Pier Carlo Poggio – Audioreview – settembre 2005
 
 
Suite greca
Lungo viaggio di Dino Betti van der Noot
Era molti anni che Dino Betti van der Noot non dava, jazzisticamente parlando, notizie di sé: quattro dischi tra il 1985 e 1989 e poi il silenzio, “una sindrome da foglio bianco”, come racconta in una lettera a Ira Gitler, l’estensore delle note di copertina, alla quale “sembrava non ci fossero vie d’uscita”. Invece all’inizio dell’estate 2002 il ritorno alla composizione con un tema, My Constant Thought, scritto pensando al clarinetto basso di un sempre più monumentale Gianluigi Trovesi e al flauto basso di uno straordinario Sandro Cerino.
Poi dal suo amore per il mare e per la Grecia è nata la lunga suite di sapore mingusiano che dà titolo all’album, Ithaca/Ithaki, in cui felicemente riaffiorano la pungente tensione fra orchestra e soli, tra parti scritte e improvvisate, così caratteristiche del suono di Dino Betti. Ne è nato un disco affascinante, come un lungo viaggio in cui la destinazione è importante quanto il percorso fatto per arrivarci: augurandoci che il vagabondaggio prosegua al più presto.
 
Danilo Di Termini – Diario – 16 settembre 2005
 
 
Trascorsi sedici anni dall’acclamato “Space Blossoms”, il compositore e direttore d’orchestra Dino Betti van der Noot ristabilisce un contatto con la realtà discografica dopo lunghe meditazioni sul ruolo della musica e sul suo complesso rapporto con essa. Lo spiega mirabilmente nelle note di copertina Ira Gitler, re dei critici americani, addentratosi perfettamente nella veste di commentatore dei fatti del maestro e di queste affascinanti musiche. Musiche dalle perfette e variegate movenze, dove i solisti interagiscono in modo decisamente funzionale alle estetiche del compositore. I lunghissimi ventidue minuti di Ithaca/Ithaki ben esplicano lo sviluppo della suite e del concept sul quale il lavoro s’impernia. I movimenti flessuosi del basso di Tavolazzi scivolano in splendidi modali o in dialoghi con un valoroso Dulbecco. Schiaffini, John Taylor, Trovesi, Tononi svettano altresì su una musica epica, sognante. Che emerge con forza, lievitando sempre più in alto, per poi placarsi nel parsimonioso e funzionale uso dei flauti. Jazz e musica classica si fondono per modulare un felice connubio tra fulgida poesia e creativa azione artistica. Le composizioni, costituite da più sequenze, da più “movimenti” stilistici, esaltano questo costante dualismo, reso qua e là più evidente con l’intersezione di voci narranti e cantanti, gli splendidi testi di Omero e Kavafis.
 
Gianmichele Taomina – Jazzit – settembre 2005
 
 
L’album è certo ambizioso, volendo presentare cose grosse anche se in maniera sottile e misurata: Ithaca/Ithaki supera i venti minuti e gli altri brani sono tutti tra i sei e i dieci minuti. Dal punto di vista melodico e armonico non presenta novità di rilievo, mantenendosi nell’ambito della tonalità anche se certi sostegni orchestrali sono densi e ricchi, e in qualche passaggio si muta il centro tonale; la concezione dell’arrangiamento classico da big band per sezioni contrapposte è invece sovvertita con l’ampliamento dell’organizzazione sonora non solo dal punto di vista temporale ma nel suo disegno complessivo, avvicinandosi ai modi della musica accademica moderna.
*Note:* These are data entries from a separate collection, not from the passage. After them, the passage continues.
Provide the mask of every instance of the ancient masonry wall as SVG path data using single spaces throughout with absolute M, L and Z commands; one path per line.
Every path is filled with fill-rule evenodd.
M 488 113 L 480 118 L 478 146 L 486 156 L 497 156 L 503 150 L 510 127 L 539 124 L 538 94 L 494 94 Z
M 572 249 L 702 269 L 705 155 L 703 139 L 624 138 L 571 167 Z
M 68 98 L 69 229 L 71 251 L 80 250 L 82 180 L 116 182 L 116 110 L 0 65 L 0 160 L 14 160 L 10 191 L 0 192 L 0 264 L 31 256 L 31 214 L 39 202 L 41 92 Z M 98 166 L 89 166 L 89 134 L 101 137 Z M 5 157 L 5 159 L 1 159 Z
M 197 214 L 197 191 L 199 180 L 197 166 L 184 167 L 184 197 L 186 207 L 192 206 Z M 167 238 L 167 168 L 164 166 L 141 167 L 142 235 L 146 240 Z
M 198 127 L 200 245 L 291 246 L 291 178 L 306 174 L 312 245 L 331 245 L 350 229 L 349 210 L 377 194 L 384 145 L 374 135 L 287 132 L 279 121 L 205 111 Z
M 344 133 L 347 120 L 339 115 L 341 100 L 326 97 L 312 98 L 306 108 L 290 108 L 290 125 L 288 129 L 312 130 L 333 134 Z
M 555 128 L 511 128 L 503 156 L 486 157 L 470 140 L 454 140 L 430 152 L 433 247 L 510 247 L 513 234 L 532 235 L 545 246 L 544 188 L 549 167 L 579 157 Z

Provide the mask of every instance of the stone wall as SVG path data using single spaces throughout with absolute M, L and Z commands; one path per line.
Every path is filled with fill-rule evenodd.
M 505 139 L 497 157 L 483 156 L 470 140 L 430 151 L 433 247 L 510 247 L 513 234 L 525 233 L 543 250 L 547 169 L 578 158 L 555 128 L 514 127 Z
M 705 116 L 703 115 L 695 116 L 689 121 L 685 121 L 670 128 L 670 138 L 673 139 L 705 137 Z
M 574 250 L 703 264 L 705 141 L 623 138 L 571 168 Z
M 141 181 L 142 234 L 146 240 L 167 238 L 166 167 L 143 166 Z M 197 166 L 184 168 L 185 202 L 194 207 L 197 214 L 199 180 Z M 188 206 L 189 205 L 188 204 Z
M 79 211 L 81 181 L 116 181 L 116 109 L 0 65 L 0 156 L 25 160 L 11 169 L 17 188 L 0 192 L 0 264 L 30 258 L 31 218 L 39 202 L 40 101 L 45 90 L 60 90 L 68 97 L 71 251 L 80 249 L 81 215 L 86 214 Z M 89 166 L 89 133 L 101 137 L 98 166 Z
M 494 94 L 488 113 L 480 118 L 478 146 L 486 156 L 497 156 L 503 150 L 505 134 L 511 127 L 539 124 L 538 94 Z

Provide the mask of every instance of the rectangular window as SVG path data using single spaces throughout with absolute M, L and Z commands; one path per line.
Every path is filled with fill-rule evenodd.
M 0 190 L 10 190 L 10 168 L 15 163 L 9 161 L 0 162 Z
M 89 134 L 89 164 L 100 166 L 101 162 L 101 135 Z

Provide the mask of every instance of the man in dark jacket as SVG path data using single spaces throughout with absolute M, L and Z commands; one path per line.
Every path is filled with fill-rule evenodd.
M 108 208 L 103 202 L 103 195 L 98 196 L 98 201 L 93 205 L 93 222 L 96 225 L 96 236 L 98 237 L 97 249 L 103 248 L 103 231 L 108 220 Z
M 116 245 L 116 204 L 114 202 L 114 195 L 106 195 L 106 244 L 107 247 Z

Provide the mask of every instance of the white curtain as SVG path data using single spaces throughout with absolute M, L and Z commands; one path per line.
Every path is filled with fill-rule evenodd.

Vengono così unite parti diversamente impostate, con cambi di timbro, di tonalità, di dinamica, di ritmi, di intrecci e di atmosfere.
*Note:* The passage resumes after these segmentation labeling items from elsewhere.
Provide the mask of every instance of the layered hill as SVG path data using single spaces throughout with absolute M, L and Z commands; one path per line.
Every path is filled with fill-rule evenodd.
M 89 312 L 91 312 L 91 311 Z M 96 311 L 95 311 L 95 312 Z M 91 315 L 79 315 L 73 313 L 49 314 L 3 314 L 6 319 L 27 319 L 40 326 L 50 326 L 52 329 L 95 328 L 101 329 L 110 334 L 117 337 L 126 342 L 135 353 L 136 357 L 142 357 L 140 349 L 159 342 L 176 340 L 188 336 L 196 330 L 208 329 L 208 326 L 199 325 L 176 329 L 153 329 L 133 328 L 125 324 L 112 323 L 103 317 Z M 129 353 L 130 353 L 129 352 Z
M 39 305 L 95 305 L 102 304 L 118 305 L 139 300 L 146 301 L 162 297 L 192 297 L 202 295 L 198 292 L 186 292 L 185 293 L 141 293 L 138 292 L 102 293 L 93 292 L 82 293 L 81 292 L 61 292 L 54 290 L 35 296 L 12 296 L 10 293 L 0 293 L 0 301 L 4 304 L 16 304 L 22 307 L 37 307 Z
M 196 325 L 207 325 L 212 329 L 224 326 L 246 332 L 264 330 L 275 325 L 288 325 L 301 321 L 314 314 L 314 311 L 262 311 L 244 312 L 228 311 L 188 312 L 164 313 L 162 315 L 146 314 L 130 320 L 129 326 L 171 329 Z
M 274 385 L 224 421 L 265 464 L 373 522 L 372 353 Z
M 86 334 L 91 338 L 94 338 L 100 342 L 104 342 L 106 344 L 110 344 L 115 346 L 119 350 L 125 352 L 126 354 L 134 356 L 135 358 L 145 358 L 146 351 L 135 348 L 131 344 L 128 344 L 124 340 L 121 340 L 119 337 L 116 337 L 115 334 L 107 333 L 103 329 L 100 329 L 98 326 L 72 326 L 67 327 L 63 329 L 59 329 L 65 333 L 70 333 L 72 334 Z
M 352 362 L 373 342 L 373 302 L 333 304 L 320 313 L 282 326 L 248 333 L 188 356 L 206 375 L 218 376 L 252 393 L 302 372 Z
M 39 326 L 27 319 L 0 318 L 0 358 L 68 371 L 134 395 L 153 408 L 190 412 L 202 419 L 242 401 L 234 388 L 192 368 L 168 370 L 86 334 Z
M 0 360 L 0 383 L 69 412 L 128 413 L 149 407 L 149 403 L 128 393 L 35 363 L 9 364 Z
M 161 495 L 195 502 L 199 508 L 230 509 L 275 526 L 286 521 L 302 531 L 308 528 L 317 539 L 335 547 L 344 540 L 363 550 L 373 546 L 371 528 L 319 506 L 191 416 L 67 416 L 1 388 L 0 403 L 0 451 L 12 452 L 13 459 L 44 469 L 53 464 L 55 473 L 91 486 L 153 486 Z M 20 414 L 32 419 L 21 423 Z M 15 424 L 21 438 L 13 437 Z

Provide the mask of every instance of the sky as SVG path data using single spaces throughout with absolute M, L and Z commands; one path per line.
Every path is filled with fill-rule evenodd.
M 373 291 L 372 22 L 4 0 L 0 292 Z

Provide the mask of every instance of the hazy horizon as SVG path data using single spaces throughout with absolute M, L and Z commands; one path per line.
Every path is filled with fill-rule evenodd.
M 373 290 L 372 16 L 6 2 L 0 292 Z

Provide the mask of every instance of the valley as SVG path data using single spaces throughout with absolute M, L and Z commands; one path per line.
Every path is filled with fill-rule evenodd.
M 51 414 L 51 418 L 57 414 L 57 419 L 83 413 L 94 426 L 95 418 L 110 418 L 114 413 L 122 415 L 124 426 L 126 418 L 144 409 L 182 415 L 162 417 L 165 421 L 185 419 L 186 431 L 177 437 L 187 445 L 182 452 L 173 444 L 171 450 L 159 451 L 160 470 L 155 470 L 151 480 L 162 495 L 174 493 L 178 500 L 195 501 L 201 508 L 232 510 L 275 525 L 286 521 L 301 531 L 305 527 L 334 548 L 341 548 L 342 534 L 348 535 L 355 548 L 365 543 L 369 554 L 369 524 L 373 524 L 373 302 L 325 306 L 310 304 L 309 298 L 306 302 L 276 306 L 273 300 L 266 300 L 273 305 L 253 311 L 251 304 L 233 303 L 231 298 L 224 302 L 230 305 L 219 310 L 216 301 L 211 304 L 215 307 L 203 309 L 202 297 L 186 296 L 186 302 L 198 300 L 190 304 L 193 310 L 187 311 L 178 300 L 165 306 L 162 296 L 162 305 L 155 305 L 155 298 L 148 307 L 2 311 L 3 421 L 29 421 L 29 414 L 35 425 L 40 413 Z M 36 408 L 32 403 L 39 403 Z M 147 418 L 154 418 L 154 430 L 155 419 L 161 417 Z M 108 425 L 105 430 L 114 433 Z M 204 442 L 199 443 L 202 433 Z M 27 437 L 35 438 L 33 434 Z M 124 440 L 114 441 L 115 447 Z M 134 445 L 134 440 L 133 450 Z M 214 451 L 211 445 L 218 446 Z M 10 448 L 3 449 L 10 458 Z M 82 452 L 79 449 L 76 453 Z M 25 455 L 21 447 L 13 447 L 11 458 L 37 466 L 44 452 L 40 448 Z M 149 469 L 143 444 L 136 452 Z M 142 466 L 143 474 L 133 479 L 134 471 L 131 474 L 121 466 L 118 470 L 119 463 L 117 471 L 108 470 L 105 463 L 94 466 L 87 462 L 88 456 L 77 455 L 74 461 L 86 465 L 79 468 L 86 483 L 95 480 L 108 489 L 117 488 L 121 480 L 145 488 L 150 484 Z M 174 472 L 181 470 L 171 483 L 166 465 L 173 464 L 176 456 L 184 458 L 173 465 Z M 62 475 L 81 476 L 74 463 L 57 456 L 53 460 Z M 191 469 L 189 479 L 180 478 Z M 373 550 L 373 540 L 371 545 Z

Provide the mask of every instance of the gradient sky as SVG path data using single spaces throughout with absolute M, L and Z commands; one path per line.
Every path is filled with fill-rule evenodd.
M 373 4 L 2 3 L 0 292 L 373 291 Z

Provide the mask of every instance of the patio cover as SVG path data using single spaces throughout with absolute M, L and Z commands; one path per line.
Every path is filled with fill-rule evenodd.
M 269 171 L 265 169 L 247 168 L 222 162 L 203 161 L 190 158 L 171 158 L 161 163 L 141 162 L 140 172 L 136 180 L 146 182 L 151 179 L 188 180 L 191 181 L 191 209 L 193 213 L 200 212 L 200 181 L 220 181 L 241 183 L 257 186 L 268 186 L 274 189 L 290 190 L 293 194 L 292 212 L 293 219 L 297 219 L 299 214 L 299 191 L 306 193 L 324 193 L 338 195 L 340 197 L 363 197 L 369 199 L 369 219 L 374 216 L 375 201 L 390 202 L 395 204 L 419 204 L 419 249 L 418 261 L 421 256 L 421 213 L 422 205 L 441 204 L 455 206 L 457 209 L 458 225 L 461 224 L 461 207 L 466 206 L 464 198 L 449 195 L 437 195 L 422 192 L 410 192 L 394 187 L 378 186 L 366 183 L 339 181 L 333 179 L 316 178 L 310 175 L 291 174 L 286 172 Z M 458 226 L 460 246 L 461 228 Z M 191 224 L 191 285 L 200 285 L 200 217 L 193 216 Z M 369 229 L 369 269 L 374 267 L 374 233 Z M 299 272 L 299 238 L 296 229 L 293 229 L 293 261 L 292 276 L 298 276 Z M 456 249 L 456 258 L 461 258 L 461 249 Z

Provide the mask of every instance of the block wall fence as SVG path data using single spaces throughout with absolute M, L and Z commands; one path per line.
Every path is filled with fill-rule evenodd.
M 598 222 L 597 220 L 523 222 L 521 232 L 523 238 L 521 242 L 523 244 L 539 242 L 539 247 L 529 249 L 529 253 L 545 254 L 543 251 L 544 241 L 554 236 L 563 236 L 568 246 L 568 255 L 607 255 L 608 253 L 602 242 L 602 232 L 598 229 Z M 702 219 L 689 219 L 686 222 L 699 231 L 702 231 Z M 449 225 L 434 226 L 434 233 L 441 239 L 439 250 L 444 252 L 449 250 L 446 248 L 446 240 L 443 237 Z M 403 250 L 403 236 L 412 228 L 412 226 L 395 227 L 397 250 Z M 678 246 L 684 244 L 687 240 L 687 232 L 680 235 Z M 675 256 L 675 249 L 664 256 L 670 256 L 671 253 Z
Le parti solistiche (di Trovesi, Schiaffini, Taylor, Dulbecco, Cerino, Tavolazzi…) hanno una parte importante nella riuscita dell’album: vengono fatte incontrare con quelle composte (che generamente dovrebbero fungere da sostegno) in modo da formare un intreccio di due parti che diventano una sola.
Un felice ritorno dopo aver licenziato quattro ottimi dischi dal 1985 al 1989, e poi silenzio.
 
Aldo Gianolio – Musica Jazz – ottobre 2005
 
 
Un lavoro a nome di Dino Betti van der Noot è un evento che più di qualcuno attende da quindici anni. Negli anni ’80 i suoi precedenti quattro dischi hanno ottenuto premi e riconoscimenti un po’ dovunque, anche grazie a un approccio al contesto della musixa per big band la cui originaità è evidente anche in quest’ultima fatica. Pubblicitario di professione “reale”, Betti van der Noot produce con questa nuova fatica qualcosa che probabilmente continuerà a dare qualche problema a chi non ama il genere, ma che va ascoltato anche se si è scettici sul “jazz” per grandi ensemble. La costruzione sonora non segue processi consueti o di consueto disponibili in quantità nel settore. Le aperture orchestrali cercano spazi sonori che spesso rifuggono i pieni, i fiati sanno dare forte impatto dinamico ma anche stare al loro posto, e al volume adatto, quando il percorso chiede alla musicalità e ad atmosfere più lievi di raccontare la musica. Ne risulta un viaggio fascinoso e molto ricco sul piano armonicoe soprattutto timbrico. A dare un contributo notevole per la bontà finale dell’opera pensano anche John Taylor, Famoudou Don Moye, Luis Agudo, le voci di Joyce Yuille e Paola Folli, e gente di casa nostra come Ares tavolazzi, Gianluigi Trovesi, Tiziano Tononi, Giancarlo Schiaffini, Andrea Dulbecco, Vincenzo Zitello. Lavoro non semplice ma di bell’effetto: si diceva “per molti ma non per tutti”.
 
Pierluigi Zanzi – Suono – ottobre 2005
 
 
Classico e lirico, torna dopo quindici anni di silenzio il grande Dino Betti van der Noot, pubblicitario di mestiere e jazzista per passione. In Ithaca/ithaki, il suo viaggio all’insegna di Kavafis vede per compagni strumentisti come Trovesi, Schiaffini, Tavolazzi, Tononi e Zitello.
 
Roberto Casalini – Io Donna – 29 ottobre 2005
 
Before Vicenza we stopped in Milan to visit for a few days with composer Dino Betti van der Noot and his family. His CD Ithaca/Ithaki had just been released on the Soul Note label and should be sought by anyone interested in beautiful music and new ways of presenting it within a large ensemble.